Apple Watch Can Accurately Detect Hypertension, Sleep Apnea

The Apple Watch on display

The Apple Watch can accurately detect hypertension and sleep apnea, a new study suggests

Though it was originally developed for Apple Watch, Cardiogram can now be used with wearables including Fitbits, Apple Watches, Garmins, and Android Wear devices.

Earlier this year, another study conducted by UCSF and Cardiogram successfully detected abnormal heart rhythm (arrhythmia) in Apple Watch wearers.

The University of California San Francisco and Health startup Cardiogram have partnered together on another study aiming to provide details on just how well the Apple Watch is able to detect common health problems.

The study found that the neural network could correctly recognize hypertension with 82% accuracy and sleep apnea with 90% accuracy. In this case, the algorithm was able to detect arrhythmia in study participants with 97 percent accuracy.

It affects 22million adults in the United States and if left untreated the oxygen deprivation from sleep apnea can result in a growing number of health problems, including high blood pressure, stroke, heart failure, diabetes and heart attacks. This is a serious condition where the person affected stops breathing in their sleep and can lead to death.

Sleep apnea affects an estimated 22 million adults in the US, with another 80 percent of cases of moderate and severe obstructive sleep apnea undiagnosed, according to the American Sleep Apnea Association. Hypertension, also known as high blood pressure, is another serious condition that puts people at risk for heart disease and stroke - the top causes of death in the U.S. According to Center for Disease Control statistics, about 75 million American adults have hypertension.
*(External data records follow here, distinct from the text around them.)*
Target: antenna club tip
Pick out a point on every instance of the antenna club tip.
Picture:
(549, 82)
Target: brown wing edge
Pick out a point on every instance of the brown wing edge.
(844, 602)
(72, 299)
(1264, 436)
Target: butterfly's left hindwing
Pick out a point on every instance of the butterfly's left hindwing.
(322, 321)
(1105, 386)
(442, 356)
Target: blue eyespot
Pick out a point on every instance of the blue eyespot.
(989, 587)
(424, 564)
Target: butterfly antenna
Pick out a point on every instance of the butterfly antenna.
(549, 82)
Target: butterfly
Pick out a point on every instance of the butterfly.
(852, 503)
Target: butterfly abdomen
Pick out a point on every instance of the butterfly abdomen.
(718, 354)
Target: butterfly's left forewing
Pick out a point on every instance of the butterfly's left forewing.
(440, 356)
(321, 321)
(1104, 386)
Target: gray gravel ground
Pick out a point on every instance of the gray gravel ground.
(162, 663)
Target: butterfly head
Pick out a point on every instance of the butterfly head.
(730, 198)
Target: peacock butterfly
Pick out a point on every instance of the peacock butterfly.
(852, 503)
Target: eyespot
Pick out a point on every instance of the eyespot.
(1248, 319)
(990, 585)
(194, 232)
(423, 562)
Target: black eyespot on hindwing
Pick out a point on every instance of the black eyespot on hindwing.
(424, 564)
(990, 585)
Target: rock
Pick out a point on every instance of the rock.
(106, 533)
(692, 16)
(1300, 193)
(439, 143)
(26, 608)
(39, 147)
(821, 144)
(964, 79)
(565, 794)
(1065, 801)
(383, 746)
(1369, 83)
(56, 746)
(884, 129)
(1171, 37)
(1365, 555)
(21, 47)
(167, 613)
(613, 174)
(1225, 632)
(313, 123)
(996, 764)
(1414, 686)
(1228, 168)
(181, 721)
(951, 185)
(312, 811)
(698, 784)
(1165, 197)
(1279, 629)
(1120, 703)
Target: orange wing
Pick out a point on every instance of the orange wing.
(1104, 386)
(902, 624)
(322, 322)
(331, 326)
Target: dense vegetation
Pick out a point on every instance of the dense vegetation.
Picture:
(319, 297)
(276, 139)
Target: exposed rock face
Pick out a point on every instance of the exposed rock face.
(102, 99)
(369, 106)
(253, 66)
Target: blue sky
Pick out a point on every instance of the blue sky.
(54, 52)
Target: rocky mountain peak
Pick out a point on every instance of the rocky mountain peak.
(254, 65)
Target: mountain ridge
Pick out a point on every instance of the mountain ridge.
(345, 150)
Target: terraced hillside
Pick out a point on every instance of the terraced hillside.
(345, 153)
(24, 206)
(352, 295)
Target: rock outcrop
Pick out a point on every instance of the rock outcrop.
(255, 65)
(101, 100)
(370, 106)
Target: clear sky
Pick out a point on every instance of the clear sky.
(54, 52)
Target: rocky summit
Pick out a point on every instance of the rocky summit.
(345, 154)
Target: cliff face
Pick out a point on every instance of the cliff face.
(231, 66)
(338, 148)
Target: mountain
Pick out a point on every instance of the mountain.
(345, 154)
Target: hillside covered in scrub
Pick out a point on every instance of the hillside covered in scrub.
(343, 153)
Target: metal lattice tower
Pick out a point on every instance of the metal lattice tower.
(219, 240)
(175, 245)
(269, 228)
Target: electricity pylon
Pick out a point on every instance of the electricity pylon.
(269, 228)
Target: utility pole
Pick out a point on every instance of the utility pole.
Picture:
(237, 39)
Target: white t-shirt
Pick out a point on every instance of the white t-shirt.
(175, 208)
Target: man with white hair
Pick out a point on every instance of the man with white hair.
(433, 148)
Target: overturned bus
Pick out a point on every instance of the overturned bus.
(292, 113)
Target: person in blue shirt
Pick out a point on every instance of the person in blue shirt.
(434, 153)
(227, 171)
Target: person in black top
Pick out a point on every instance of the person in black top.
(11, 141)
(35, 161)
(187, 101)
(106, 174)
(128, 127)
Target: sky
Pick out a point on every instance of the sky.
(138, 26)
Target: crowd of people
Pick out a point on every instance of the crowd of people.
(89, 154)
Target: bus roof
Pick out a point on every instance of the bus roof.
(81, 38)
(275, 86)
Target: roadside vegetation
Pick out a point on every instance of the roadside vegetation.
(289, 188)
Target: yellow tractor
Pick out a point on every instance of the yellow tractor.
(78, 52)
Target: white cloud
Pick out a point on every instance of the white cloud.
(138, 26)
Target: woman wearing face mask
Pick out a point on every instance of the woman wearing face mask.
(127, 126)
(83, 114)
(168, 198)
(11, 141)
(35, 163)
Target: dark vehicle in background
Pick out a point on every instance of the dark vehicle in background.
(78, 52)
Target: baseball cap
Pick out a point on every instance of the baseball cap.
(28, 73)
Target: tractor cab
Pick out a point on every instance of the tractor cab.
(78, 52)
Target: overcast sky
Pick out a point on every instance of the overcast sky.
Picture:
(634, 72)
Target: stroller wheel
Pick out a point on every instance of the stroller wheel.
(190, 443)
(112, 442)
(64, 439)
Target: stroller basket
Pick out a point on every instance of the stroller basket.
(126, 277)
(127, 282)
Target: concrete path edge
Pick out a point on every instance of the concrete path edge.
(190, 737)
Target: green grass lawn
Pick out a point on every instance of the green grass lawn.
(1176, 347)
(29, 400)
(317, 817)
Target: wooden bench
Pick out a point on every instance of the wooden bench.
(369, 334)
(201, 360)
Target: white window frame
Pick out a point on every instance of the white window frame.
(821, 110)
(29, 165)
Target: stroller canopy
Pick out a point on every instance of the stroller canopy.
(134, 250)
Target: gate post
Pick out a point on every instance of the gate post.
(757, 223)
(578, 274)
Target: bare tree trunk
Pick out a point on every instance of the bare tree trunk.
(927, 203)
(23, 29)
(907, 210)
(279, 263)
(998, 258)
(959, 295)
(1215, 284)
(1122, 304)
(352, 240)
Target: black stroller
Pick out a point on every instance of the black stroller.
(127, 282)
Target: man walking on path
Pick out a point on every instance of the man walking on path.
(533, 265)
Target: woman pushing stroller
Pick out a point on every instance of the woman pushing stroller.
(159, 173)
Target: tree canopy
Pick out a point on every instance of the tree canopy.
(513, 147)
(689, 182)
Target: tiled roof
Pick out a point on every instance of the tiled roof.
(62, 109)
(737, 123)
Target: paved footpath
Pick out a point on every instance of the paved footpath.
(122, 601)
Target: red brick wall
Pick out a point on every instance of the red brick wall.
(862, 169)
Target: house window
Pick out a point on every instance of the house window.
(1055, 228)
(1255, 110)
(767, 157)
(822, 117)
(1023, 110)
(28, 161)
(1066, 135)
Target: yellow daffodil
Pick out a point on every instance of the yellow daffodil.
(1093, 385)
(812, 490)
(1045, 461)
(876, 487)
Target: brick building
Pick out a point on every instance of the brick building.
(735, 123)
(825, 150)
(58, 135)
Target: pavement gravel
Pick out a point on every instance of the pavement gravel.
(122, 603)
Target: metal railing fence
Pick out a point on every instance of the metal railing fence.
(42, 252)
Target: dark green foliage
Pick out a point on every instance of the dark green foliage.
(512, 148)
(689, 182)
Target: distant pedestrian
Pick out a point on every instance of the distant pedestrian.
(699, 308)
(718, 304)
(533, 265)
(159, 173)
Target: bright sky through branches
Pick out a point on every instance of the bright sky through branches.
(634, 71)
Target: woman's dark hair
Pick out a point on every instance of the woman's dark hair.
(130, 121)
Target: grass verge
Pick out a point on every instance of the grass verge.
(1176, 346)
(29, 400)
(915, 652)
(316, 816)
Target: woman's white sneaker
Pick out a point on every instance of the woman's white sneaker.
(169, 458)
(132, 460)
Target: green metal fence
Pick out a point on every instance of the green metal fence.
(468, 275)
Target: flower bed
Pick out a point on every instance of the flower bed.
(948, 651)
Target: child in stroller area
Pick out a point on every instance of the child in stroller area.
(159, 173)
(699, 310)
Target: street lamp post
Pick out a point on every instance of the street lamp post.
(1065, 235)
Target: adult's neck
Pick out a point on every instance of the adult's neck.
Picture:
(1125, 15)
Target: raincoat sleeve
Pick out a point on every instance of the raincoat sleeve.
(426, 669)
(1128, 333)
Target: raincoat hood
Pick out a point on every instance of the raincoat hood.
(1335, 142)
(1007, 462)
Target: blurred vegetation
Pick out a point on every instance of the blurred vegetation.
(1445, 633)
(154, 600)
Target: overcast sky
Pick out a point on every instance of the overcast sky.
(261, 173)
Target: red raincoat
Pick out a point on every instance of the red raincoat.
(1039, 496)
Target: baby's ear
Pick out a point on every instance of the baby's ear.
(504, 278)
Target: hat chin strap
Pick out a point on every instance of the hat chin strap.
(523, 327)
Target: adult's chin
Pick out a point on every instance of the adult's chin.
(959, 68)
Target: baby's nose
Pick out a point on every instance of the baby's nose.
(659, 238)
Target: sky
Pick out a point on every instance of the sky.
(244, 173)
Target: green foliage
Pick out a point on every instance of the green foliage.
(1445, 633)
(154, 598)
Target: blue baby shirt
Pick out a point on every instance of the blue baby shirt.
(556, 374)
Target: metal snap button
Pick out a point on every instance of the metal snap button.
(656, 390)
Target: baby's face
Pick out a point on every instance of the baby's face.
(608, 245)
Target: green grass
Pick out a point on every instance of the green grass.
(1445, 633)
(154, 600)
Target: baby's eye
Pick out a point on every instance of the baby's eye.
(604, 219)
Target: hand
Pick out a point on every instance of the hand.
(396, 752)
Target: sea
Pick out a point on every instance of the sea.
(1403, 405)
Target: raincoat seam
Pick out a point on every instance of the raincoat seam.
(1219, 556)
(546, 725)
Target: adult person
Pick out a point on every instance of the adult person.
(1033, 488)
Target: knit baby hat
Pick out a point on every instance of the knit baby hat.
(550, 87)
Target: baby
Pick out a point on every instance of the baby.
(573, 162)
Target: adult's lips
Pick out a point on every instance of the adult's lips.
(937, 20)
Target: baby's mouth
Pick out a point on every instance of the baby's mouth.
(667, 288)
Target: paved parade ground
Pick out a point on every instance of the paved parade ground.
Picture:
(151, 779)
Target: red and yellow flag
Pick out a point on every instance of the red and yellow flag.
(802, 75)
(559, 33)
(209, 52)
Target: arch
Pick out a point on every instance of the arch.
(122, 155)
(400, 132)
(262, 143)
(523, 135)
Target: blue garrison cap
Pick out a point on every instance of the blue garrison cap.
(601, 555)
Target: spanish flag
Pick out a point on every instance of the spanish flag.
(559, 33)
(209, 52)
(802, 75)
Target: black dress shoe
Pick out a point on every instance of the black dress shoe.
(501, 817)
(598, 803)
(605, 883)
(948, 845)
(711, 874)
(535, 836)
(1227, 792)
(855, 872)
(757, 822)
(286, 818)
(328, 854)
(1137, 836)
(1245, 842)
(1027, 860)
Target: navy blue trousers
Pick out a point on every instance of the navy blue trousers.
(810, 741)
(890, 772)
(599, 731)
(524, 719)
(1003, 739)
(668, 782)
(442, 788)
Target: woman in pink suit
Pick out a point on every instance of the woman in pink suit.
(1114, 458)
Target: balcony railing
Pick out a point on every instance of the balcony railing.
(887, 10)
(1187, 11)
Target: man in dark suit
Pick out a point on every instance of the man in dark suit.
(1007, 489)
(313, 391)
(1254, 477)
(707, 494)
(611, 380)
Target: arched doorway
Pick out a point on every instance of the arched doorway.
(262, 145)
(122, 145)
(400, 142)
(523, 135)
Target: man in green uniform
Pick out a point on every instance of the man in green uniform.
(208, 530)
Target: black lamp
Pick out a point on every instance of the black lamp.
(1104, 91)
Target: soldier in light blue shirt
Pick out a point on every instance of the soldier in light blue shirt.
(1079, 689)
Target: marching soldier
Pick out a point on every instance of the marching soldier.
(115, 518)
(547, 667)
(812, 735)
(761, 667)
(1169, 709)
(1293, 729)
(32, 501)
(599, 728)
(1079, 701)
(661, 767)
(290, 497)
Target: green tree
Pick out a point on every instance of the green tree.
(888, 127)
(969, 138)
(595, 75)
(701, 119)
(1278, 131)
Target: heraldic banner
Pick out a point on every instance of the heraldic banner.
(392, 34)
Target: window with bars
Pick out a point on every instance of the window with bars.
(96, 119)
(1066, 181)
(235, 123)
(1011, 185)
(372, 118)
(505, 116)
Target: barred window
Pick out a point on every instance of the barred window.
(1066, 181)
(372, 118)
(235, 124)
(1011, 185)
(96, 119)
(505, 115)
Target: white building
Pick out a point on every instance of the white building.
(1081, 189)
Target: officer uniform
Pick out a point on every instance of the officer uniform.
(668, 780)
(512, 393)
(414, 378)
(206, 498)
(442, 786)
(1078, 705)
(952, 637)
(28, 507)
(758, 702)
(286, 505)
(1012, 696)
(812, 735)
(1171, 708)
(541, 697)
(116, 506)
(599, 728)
The study authors wrote that the algorithm could offer a "surprisingly good prediction of hypertension and sleep apnea given that its only inputs are heart rate and step count". All of the participants used the Cardiogram app in their Apple watches over a period of time.

More than one billion people globally suffer from hypertension, with 20 percent of these left undiagnosed, the World Health Organization claims.

As for the Cardiogram study, Ballinger said the results will soon go into the peer review process to validate whether wearables can be used as screeners for major health care conditions. Sleep apnea was detected in more than 1,016 participants, while hypertension was identified in 2,230 participants.